After the U.S. market meltdown, which resulted in General Motors and Chrysler receiving a bailout, the two automakers along with Ford recovered quickly and are now posting near-record profits.
However, it seems that Detroit's Big Three have to face the fact that, even though their sales are blooming in most parts of the world, the European debt crisis will put their local operations in the red.
According to a report from the Detroit News, GM’s Opel/Vauxhall and its French partner PSA Peugeot Citroen, Ford of Europe and Fiat will lose a combined US$4 billion this year because sales in the Old Continent are slumping to their lowest levels since the mid-1990s.
Adding insult to injury, the situation looks unlikely to improve any time soon.
“We’re not going to see a return to pre-crisis volumes for the foreseeable future”, IHS Automotive analyst Tim Urquhart told The Detroit News, adding that European automakers will have to face “a long and hard recovery”.
One way for automakers to deal with the problem is to follow the U.S. example; i.e. shutting down plants, terminating dealership contracts and, in general, cut down on their losses.
Unlike the U.S., though, European governments are not willing to cooperate and let the automakers close down their plants, as this would further increase unemployment and worsen the crisis. Moreover, workers’ unions are much more powerful than their North American counterparts are.
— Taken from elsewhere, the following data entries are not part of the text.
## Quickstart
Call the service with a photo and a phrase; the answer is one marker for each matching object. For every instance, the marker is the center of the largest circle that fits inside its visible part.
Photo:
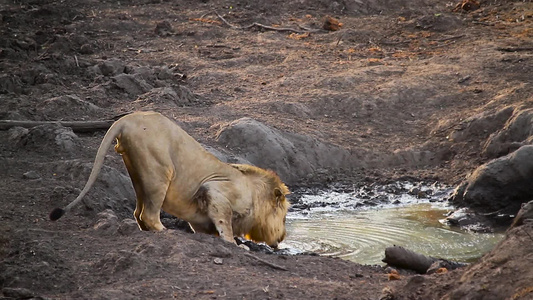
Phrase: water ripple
(363, 235)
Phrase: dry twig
(255, 24)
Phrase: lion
(173, 172)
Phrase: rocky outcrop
(516, 132)
(292, 156)
(500, 185)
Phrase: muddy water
(361, 234)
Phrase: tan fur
(171, 171)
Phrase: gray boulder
(292, 156)
(500, 185)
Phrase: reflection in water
(362, 235)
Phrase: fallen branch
(514, 49)
(400, 257)
(78, 126)
(255, 24)
(266, 262)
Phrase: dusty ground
(398, 75)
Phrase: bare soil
(397, 76)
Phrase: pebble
(31, 175)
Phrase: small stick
(266, 262)
(258, 25)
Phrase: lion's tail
(113, 132)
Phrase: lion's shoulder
(267, 176)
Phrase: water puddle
(358, 227)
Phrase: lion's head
(270, 206)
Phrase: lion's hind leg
(150, 188)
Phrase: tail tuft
(56, 214)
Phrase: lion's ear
(279, 196)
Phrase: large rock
(517, 131)
(501, 184)
(292, 156)
(45, 139)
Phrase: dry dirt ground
(397, 75)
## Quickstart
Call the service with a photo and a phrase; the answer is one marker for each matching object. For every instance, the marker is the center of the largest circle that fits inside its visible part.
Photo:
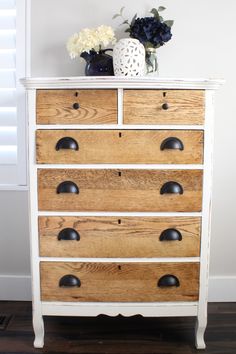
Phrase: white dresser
(120, 175)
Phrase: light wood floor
(118, 335)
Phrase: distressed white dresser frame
(154, 309)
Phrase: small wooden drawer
(164, 107)
(119, 282)
(120, 146)
(76, 106)
(124, 237)
(119, 190)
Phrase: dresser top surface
(145, 82)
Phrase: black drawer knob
(171, 235)
(67, 187)
(76, 105)
(168, 280)
(171, 188)
(69, 281)
(172, 144)
(67, 143)
(68, 234)
(165, 106)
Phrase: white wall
(202, 46)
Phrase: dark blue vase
(98, 63)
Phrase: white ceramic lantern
(129, 58)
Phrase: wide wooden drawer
(164, 106)
(119, 190)
(76, 106)
(123, 282)
(123, 237)
(119, 146)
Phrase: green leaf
(115, 16)
(155, 13)
(133, 19)
(169, 23)
(121, 10)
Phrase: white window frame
(23, 66)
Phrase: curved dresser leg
(38, 326)
(199, 333)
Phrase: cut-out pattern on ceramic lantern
(129, 58)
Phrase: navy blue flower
(150, 30)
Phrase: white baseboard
(18, 288)
(15, 287)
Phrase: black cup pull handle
(172, 143)
(69, 281)
(171, 235)
(168, 280)
(68, 234)
(171, 188)
(67, 187)
(165, 106)
(67, 143)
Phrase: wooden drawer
(164, 107)
(123, 146)
(76, 106)
(119, 190)
(123, 282)
(123, 237)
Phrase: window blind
(12, 95)
(8, 106)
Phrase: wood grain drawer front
(123, 282)
(124, 237)
(164, 107)
(119, 190)
(123, 146)
(76, 106)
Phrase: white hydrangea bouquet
(90, 44)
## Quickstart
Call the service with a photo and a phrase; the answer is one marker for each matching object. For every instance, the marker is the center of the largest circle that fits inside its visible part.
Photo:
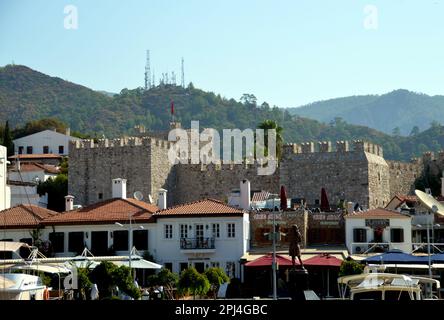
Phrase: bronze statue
(295, 237)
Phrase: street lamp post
(130, 241)
(429, 225)
(274, 254)
(274, 237)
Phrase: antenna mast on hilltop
(147, 71)
(183, 74)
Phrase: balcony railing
(196, 243)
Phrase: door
(200, 266)
(199, 235)
(99, 243)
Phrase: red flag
(283, 198)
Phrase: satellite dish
(138, 195)
(431, 203)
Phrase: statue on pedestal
(295, 238)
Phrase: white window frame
(215, 227)
(168, 231)
(230, 269)
(231, 233)
(183, 229)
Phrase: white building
(44, 142)
(5, 195)
(202, 234)
(378, 230)
(23, 181)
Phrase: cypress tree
(7, 140)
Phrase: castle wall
(348, 172)
(354, 171)
(92, 166)
(403, 176)
(195, 181)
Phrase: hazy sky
(287, 53)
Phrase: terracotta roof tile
(36, 156)
(35, 166)
(260, 196)
(377, 213)
(407, 198)
(105, 212)
(21, 216)
(201, 207)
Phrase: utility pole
(183, 73)
(147, 71)
(274, 253)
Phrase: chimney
(442, 184)
(350, 207)
(245, 189)
(161, 202)
(119, 188)
(69, 203)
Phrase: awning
(6, 283)
(267, 260)
(11, 246)
(323, 260)
(139, 264)
(403, 266)
(396, 257)
(44, 268)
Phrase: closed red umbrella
(266, 261)
(323, 260)
(325, 205)
(283, 198)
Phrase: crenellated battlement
(341, 147)
(120, 142)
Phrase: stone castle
(355, 171)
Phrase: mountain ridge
(27, 95)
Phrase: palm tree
(271, 124)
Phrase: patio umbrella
(138, 263)
(325, 205)
(6, 283)
(283, 197)
(396, 257)
(266, 261)
(438, 258)
(324, 260)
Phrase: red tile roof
(377, 213)
(36, 156)
(202, 207)
(24, 216)
(407, 198)
(260, 196)
(35, 166)
(106, 212)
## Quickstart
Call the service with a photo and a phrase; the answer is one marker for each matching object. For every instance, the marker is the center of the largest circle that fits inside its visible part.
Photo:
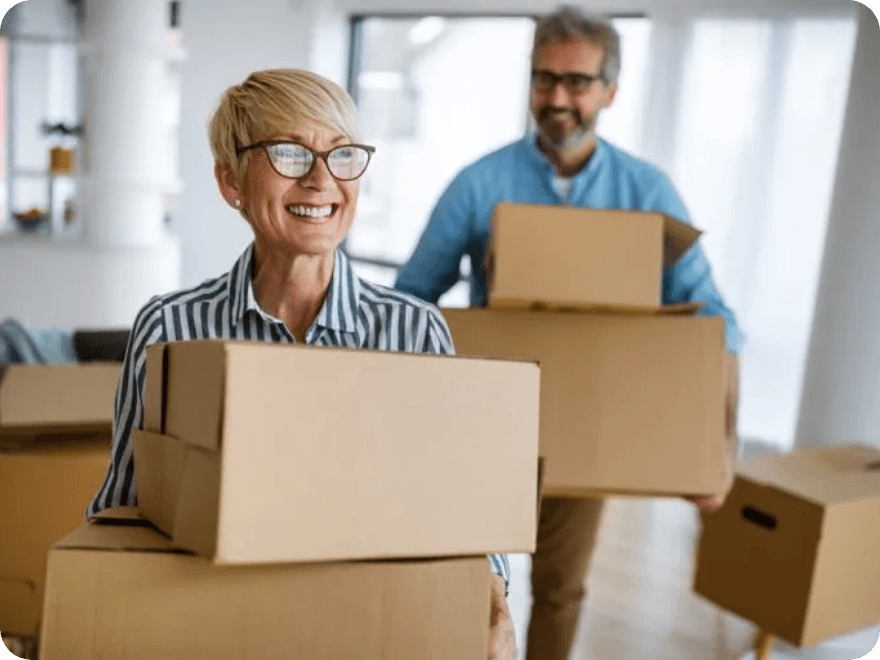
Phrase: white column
(124, 60)
(841, 392)
(669, 44)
Another difference is that, unlike the Detroit Big Three in 2008 and 2009, European carmakers are not completely strapped for cash: even PSA Peugeot Citroen has around US$13 billion in cash and credit lines according to Deutsche Bank analyst Gaetan Toulemonde.
Moreover, the situation is not uniform: the markets that suffer the most are those in Southern and Western Europe, and not all automakers are in the same position.
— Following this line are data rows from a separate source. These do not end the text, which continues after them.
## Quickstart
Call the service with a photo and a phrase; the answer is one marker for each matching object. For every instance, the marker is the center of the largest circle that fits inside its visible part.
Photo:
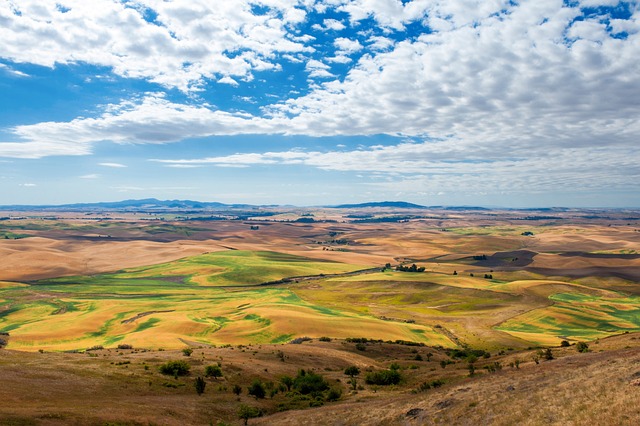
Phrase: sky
(314, 102)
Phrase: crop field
(186, 302)
(75, 284)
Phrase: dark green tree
(200, 384)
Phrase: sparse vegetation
(175, 368)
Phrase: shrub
(246, 412)
(213, 371)
(200, 384)
(175, 368)
(257, 389)
(334, 394)
(309, 382)
(383, 377)
(287, 381)
(582, 347)
(237, 389)
(352, 371)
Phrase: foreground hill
(125, 387)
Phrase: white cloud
(228, 80)
(347, 46)
(187, 42)
(333, 24)
(114, 165)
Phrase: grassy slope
(125, 387)
(80, 312)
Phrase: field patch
(577, 316)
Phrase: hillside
(125, 387)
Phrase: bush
(175, 368)
(257, 389)
(246, 412)
(213, 371)
(237, 389)
(582, 347)
(352, 371)
(200, 384)
(334, 394)
(309, 382)
(383, 377)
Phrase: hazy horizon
(321, 102)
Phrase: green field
(221, 298)
(208, 299)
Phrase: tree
(213, 371)
(352, 371)
(287, 381)
(200, 384)
(582, 347)
(257, 389)
(175, 368)
(246, 412)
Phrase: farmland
(107, 299)
(71, 284)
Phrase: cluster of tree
(412, 268)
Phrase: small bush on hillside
(309, 383)
(213, 371)
(237, 389)
(582, 347)
(352, 371)
(383, 377)
(200, 384)
(257, 389)
(334, 394)
(246, 412)
(175, 368)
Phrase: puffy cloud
(175, 44)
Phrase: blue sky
(308, 102)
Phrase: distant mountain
(147, 204)
(391, 204)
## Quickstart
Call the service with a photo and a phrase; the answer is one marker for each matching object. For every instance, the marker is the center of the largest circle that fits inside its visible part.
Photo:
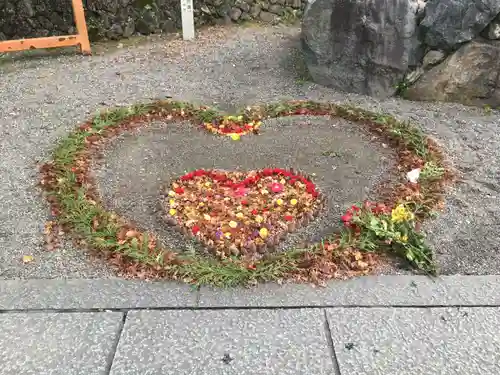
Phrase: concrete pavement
(368, 326)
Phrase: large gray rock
(492, 31)
(359, 46)
(469, 76)
(449, 23)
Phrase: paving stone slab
(411, 341)
(256, 342)
(400, 290)
(57, 344)
(93, 294)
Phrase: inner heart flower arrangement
(236, 213)
(242, 216)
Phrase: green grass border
(76, 205)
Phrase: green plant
(376, 226)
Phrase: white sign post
(187, 17)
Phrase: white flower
(413, 175)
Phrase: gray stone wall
(114, 19)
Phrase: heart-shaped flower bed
(247, 213)
(235, 213)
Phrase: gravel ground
(43, 98)
(346, 162)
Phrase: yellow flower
(400, 214)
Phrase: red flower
(276, 187)
(347, 217)
(199, 172)
(219, 177)
(301, 111)
(188, 176)
(240, 191)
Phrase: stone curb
(369, 291)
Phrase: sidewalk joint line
(331, 347)
(207, 308)
(112, 353)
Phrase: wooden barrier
(81, 39)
The VW Group, for example, is doing better than ever – something that has spurred a war of words with Fiat-Chrysler CEO Sergio Marchionne who accused the Germans of using their China profits to lower their prices in Europe thus creating “a bloodbath”.
While many European mass-market, auto manufacturers’ plants are running below 70 percent of their capacity, those of VW are operating at 93 percent since the German group’s brands keeps launching one model after another.
Fiat, on the other hand, is short of new models and relies too much in its home market, which has hit a 40-year low. Opel, despite having a broader model range, is in no better position, having lost US$16 billion in the past 12 years. GM has denied repeatedly that it plans to get rid of the brand, as some analysts suggest, and hopes that its strategic alliance with PSA will create synergies, which will result in savings of more than US$2 billion.
Ford Europe, despite launching 15 new models, is also considering lowering its capacity, with spokesman Mark Truby stating that the company is “reviewing all area of the business to address current market conditions and take appropriate steps.”